Прежде всего, Сократ как обычно спрашивает у присутствующих софистов, в чем же собственно состоит искусство софистики: Горгий отвечает, что суть декларируемой им способности софистики улучшить человека и подготовить его к управлению полисом в том, что она учит молодежь красноречию, ораторскому искусству, превращает их в хороших ораторов [9].

Сократ, который традиционно специализировался на взломе обыденных представлений, услышав, что суть ораторского искусства заключается в красноречии, неожиданно для всех вдруг усомнился в этом на основании того, что при ближайшем рассмотрении выясняется: и врачевание, и гимнастика, и многие другие виды человеческой деятельности — по своей сути тоже являются разновидностями красноречия: ведь в любом деле главное — это максимально точно и убедительно передать свои знания и свое мнение.

Тогда Горгий определяет софистику несколько по–другому: как

величайшее благо, которое дает людям как свободу, так и власть над своими людьми каждому в своем городе. Софистика, строящаяся на ораторском искусстве, по мнению Горгия — это способность убеждать словом и судей в суде, и советников в Совете, и народ в Народном собрании, да и во всяком ином собрании граждан. Обладая такой силой, по его словам, «софист и врача будет держать в рабстве и учителя гимнастики и сделает так, что даже дельцы будут наживать деньги не для себя, а для того, кто владеет словом и умением убеждать толпу» [10].

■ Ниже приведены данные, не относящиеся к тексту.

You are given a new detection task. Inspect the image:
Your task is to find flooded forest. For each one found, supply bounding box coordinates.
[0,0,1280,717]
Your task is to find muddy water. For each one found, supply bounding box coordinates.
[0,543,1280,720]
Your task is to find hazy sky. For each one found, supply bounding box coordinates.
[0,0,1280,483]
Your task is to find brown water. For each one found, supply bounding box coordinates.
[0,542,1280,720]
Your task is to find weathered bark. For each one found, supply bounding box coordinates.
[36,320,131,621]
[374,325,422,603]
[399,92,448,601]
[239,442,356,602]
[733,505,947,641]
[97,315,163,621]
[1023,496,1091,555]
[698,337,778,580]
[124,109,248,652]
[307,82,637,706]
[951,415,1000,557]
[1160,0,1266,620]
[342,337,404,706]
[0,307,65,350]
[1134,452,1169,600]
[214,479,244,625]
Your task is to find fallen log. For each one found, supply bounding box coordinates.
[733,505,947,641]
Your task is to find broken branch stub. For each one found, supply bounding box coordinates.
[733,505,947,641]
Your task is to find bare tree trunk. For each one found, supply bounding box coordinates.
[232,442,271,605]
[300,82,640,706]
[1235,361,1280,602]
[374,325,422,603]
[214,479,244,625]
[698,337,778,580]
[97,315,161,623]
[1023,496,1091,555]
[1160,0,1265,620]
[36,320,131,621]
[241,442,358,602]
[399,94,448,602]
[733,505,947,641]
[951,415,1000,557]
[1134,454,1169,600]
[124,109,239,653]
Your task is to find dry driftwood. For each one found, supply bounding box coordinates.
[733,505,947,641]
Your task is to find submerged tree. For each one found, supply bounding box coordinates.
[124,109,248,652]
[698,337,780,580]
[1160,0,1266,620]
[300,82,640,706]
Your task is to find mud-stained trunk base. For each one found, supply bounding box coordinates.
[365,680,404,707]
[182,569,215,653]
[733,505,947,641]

Но Сократа трудно сбить с мысли и, выслушав Горгия, он говорит о целесообразности выделения двух основных источиков знания — человеческого знания и человеческой веры, после чего уточняет: как именно убеждает софист- оратор людей — быстрым вселением в них веры или долгими и разумными убеждениями и доводами? Горгий, правильно понимая реальность своего времени и специфику политической практики Народных собраний, говорит о том, что оратор внушает именно веру. Сократ тут же уточняет, что оратор в судах и других сборищах не поучает, что справедливо, а что — нет, но лишь внушает веру, и только прежде всего потому, что толпа не смогла бы постигнуть столь важные вещи за такое короткое время. И Горгий с ним в целом согласен [11].

Далее Сократ удивляется: Когда граждане соберутся, чтобы выбрать врача или корабельного мастера, когда им нужно соорудить стены, пристани или корабельные верфи, или приготовиться к войне с неприятелем, они обычно прислушиваются прежде всего к мнениям специалистов именно по данным вопросам. Спрашивается: чем же тогда полезным могут быть для них ораторы, если их мышление связано больше всего с теоретическими рассуждениями о справедливом и несправедливом и т. д., а вовсе не с конкретными знаниями, необходимыми для достижения успехов в делах государственной важности?

В ответ Горгий делает краткий экскурс в историю и обращает внимание Сократа на тот факт, что хотя непосредственно о строительстве чего–то требуется мнение экспертов, но факт остается фактом; принятие принципиальных решений о строительстве в Афинах кораблей и стен было сделано когда–то политиками Фемистоклом и Периклом, которые вовсе не являлись специалистами ни во флоте, ни в архитектуре, были лишь ораторами и это ни их самих, ни народ совершенно не смущало, да и добиваться реализации своих проектов им это не мешало [12].